Lepape-info : Vous êtes aussi vous-même agent, vous gérez combien d’athlètes ? 

R.A : Autour de 70 athlètes à 99% Français. On se refuse de gérer par exemple des athlètes Kenyans ou Ethiopiens car nous ne sommes pas structurés pour et que nous avons pas envie de nous disperser. C’est plus simple de gérer des athlètes qui sont en France, il n’y a pas toute cette logistique de billets d’avion, de visas, de séjour. On reste focus sur les athlètes Français et c’est très bien ainsi.

 

Lepape-info : Qu’attendez-vous dimanche du Marathon de Paris ? 

R.A : J’attends un record de France du marathon chez les hommes. J’aimerais bien aussi que le record de l’épreuve chez les femmes tombe. Ce record était dans le contexte d’une course mixte, là dimanche les femmes partiront devant, même si c’est plus difficile car ce seront des lièvres femmes pour des femmes. Sur des courses mixtes généralement ce sont des hommes qui servent de lièvres pour les femmes, là ce sera différent c’est pour cela que j’aimerais bien que le record soit battu chez les femmes. Lorsque un record tombe on parle plus de l’évènement. Pendant des années, Paris était considéré comme un marathon très difficile où ce n’était pas possible de réaliser des performances. Finalement avec le même parcours on a su prouver qu’on pouvait aussi courir vite à Paris. Le record de France du marathon, ce serait la cerise sur le gâteau il date de 2003 (Benoît Zwierzchiewski en 2h06’36 à Paris)

 

Lepape-info : Vous pensez à Morhad Amdouni pour battre ce record de France 

R.A : Oui bien sûr, il y a aussi Julien Wanders qui va s’attaquer au record de Suisse (Tadesse Abraham en 2h06’40 en 2016 à Séoul) qui est à 4 secondes près le même que le record de France. Cela va être très intéressant, il y a une course dans la course.

 

René Auguin : « Julien Wanders est Suisse, il a le maillot Suisse, il court pour la Suisse. Lui-même n’est pas plus intéressé que cela par le record de France, aux athlètes Français de monter au créneau pour faire changer ce règlement. »

 

Lepape-info : Que pensez-vous de cette situation avec Julien Wanders qui possède des records de France avec sa double nationalité Franco-Suisse ? 

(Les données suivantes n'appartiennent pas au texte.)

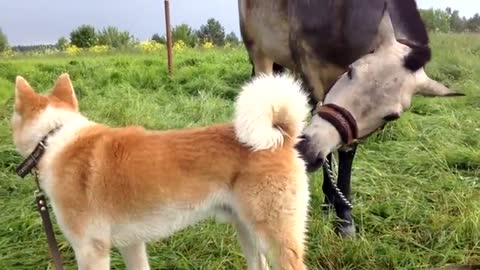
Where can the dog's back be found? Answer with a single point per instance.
(126, 186)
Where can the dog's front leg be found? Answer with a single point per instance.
(135, 256)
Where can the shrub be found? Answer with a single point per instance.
(84, 36)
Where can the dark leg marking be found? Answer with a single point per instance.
(345, 226)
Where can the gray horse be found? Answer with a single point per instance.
(319, 40)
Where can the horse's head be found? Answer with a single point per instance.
(376, 89)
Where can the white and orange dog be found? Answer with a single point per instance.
(125, 186)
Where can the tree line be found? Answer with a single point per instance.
(86, 36)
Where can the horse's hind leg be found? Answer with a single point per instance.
(345, 226)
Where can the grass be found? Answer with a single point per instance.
(416, 185)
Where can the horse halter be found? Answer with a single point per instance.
(342, 120)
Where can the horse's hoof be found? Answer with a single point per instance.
(327, 207)
(346, 230)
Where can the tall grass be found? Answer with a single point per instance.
(416, 185)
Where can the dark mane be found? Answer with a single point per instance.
(407, 21)
(410, 30)
(418, 57)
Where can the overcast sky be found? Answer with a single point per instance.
(44, 21)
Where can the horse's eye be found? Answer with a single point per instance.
(350, 72)
(391, 117)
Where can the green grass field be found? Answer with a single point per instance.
(416, 185)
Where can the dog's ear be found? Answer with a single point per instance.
(64, 91)
(24, 93)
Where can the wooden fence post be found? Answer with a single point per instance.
(169, 37)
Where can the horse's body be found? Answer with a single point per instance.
(318, 40)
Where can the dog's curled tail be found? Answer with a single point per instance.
(270, 110)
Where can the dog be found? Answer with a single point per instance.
(125, 186)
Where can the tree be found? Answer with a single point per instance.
(84, 36)
(436, 20)
(113, 37)
(62, 43)
(213, 31)
(232, 38)
(184, 33)
(473, 24)
(159, 39)
(3, 41)
(457, 24)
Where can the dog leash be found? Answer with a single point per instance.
(26, 167)
(42, 208)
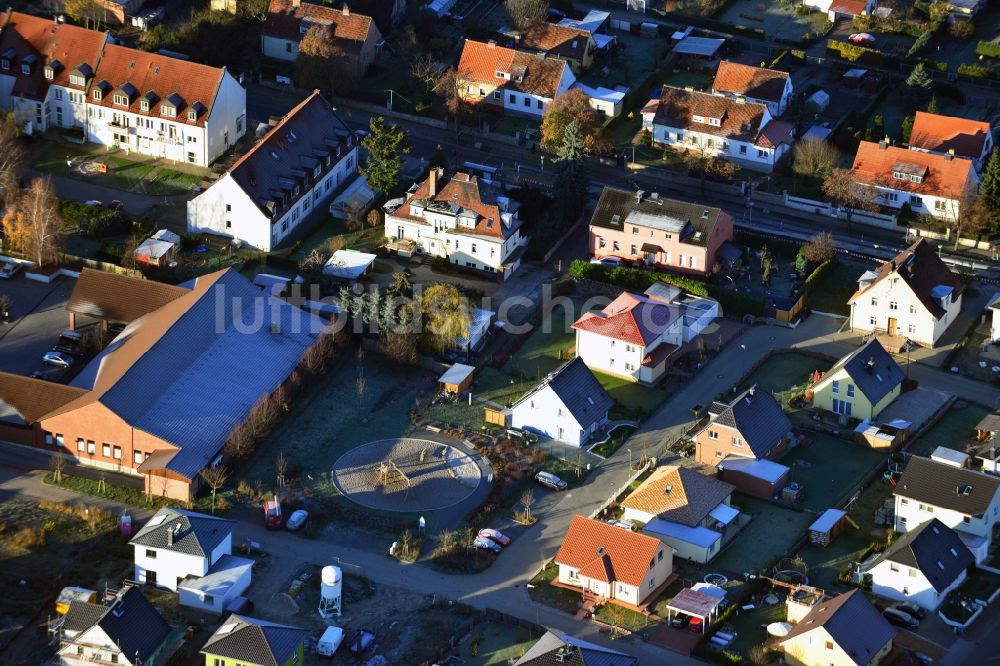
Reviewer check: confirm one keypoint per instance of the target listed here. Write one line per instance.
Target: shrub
(988, 49)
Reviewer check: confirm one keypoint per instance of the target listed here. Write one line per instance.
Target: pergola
(696, 604)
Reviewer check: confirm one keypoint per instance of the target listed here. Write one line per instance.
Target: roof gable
(754, 82)
(963, 490)
(852, 622)
(919, 267)
(758, 417)
(880, 165)
(248, 639)
(281, 168)
(629, 555)
(184, 532)
(679, 494)
(493, 65)
(937, 133)
(933, 548)
(871, 369)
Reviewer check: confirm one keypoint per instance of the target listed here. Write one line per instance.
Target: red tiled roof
(350, 30)
(943, 133)
(531, 74)
(556, 39)
(738, 119)
(606, 552)
(64, 46)
(158, 79)
(849, 7)
(630, 318)
(776, 133)
(874, 165)
(464, 191)
(756, 82)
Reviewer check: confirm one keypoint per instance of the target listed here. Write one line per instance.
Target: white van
(330, 641)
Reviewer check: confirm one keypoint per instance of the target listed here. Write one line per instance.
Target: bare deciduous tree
(814, 158)
(851, 196)
(214, 477)
(820, 248)
(524, 13)
(33, 223)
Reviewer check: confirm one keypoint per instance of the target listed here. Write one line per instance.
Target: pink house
(663, 233)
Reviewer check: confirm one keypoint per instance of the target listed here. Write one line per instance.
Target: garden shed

R.A : En plus de ceux chez les seniors sur semi-marathon et 10 km, il a aussi des records de France Espoirs qu’aurait pu avoir aussi Jimmy Gressier. Le règlement de la Fédération française dit qu’il peut avoir les 2 records (Suisse et France). S’il faut changer le règlement c’est à la Fédération de le faire. C’est peut-être aux marathoniens Français entre eux de monter au créneau pour dire ça suffit. Julien Wanders est Suisse, il a le maillot Suisse, il court pour la Suisse. Lui-même n’est pas plus intéressé que cela par le record de France, aux athlètes Français de monter au créneau pour faire changer ce règlement.

 

Lepape-info : Quel regard portez-vous sur l’émulation chez les marathoniens Français ? 

R.A : C’est super on a jamais eu une telle densité en France chez les hommes. On a eu du temps de Benoît Z, Mohamed Ouaddi, Driss El-Himer de très bons marathoniens en France. On est en train de retrouver une belle densité et ce n’est pas fini, d’autres vont monter sur marathon comme Félix Bour et on leur souhaite de réussir. Chez les dames, on a vu Mélody Julien faire les minima pour les Championnats d’Europe, Maëva Danois (ancienne spécialiste du 3 000 m steeple) disputera dimanche son 2ème marathon, une athlète comme Mekdes Woldu va monter sur marathon, Liv Westphal a été retardée par un problème de blessure, on espère qu’elle sera opérationnelle à l’automne ou en fin d’année. On peut espérer aussi que Margaux Sieracki, Méline Rollin montent aussi rapidement sur marathon pour densifier l’équipe de France.